Other Dominant Terms

Screenshot (17)

(N-gram of MLKS’s most significant words in “I have a dream”)

This N-gram represents a problematic issue with distant reading. While the word “one” has had high priority since 1800, it is not easy to distinguish in what context “one” is used. That is to say, “one” is a very common word, and many of the sources will have little to do with MLK’s speech. The same problem happens with “every” too.

Dec of Ind

(Wordle of The Declaration of Independence)

The most dominant words in The Declaration of Independence are by far Government, powers, among, and happiness. Some subordinate terms are abuses, form, Creator, and Safety.

I think distant reading in this case shows the faults that were made while making the declaration. For example, it seems that words that would be more close related with independence are subordinate, like “equal” and “liberty”. It’s odd that there is more emphasis on government, in general, than the people.

Screenshot (18)

(N-gram of the two most popular words in The Declaration of Independence)

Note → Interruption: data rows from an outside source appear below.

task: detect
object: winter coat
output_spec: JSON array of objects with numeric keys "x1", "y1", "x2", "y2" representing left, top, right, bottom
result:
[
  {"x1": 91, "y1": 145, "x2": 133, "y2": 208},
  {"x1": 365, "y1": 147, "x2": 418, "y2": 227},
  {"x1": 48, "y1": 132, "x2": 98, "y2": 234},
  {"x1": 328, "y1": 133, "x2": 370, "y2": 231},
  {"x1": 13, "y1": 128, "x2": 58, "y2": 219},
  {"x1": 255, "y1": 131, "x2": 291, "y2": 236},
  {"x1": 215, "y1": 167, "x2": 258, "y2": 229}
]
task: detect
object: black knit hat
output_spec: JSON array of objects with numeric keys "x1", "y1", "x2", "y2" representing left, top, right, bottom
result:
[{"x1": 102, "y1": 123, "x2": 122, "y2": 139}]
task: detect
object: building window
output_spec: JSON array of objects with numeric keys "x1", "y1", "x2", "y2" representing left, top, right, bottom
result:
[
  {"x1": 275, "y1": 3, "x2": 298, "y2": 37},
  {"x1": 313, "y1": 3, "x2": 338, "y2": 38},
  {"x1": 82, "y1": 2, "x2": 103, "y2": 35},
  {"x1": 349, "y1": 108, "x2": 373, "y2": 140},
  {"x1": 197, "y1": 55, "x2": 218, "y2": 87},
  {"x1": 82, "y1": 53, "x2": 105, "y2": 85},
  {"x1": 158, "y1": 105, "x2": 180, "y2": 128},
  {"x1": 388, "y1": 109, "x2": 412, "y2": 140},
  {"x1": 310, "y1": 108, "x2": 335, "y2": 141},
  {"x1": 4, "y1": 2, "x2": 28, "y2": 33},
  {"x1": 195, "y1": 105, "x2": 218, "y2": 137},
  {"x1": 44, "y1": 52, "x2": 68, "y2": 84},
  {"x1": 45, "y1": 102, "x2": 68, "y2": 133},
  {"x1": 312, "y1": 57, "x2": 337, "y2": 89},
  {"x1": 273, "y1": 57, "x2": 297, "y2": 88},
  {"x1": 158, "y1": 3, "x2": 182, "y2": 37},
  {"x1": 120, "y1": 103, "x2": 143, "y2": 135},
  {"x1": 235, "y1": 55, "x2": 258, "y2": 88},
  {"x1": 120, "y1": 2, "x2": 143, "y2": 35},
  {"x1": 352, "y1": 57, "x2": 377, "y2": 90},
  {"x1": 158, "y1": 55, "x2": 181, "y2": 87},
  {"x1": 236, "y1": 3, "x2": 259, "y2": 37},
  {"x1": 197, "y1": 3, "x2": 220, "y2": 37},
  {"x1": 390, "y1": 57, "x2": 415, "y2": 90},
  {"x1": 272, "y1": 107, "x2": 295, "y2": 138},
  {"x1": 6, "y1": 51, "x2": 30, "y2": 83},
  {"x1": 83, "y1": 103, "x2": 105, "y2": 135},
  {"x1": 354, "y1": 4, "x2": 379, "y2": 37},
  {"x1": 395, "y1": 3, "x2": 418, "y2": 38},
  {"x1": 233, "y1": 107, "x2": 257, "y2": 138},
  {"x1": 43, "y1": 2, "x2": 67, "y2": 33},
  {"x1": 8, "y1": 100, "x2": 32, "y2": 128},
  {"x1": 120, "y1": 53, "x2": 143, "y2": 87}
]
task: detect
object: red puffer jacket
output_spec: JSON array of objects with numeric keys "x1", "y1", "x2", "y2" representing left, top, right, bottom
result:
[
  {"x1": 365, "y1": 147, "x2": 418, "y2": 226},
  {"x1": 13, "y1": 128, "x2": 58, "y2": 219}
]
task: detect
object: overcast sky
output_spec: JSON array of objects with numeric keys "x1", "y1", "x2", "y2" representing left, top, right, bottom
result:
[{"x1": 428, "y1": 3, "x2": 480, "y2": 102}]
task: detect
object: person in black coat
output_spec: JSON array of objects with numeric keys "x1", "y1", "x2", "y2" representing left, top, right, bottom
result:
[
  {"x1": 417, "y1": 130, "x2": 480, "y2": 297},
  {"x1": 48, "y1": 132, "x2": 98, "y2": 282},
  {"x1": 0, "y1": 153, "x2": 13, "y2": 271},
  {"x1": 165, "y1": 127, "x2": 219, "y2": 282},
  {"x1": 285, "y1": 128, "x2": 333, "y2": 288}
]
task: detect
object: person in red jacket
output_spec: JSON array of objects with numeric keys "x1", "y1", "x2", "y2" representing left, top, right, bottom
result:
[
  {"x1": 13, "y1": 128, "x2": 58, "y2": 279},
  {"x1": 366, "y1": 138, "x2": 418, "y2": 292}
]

“government” had a high amount of usage in literary text in the early 19th century, most likely because of the forming of the United States. However after lacking in importance, it became relevant again throughout the 1920’s to the 1970’s. I would assume this is because of the presence of the government in WWII, the Vietnam War, the civil rights movement and many more. There were a plethora of issues during this time that the government had taken action. Once again, after the 1970’s the usage of “government” declined. This could possibly be because there were no major issues that the government was involved in after 1970, except for in 2001 when the World Trade Center was under attack – the N-gram shows a small peak at 2000-2001.

“powers” is another problematic word because the literary texts could refer to “super natural powers,” etc. instead of government or the people’s powers. In fact, it is unclear whether “powers” refers to the government or people when looking at the wordle.

Extra Credit

The prosodic elements that the author shows on the site illustrate the emotional state of the MLK, but also shows the form of the utterances (question, commands, statements, etc.). It also exemplifies the way in which MLK discusses his points using beautiful metaphors. It is almost as if he sets up a metaphorical framework to make his points.

The use of his metaphors adds a lot of hidden emotion and thought-provoking ideas. It uncovers a great deal of Dr. King’s intellectual process during his writing/thinking process.

He is a mastermind at forming conceptual ideas beautifully and transmitting them to his audience with extraordinary emotion.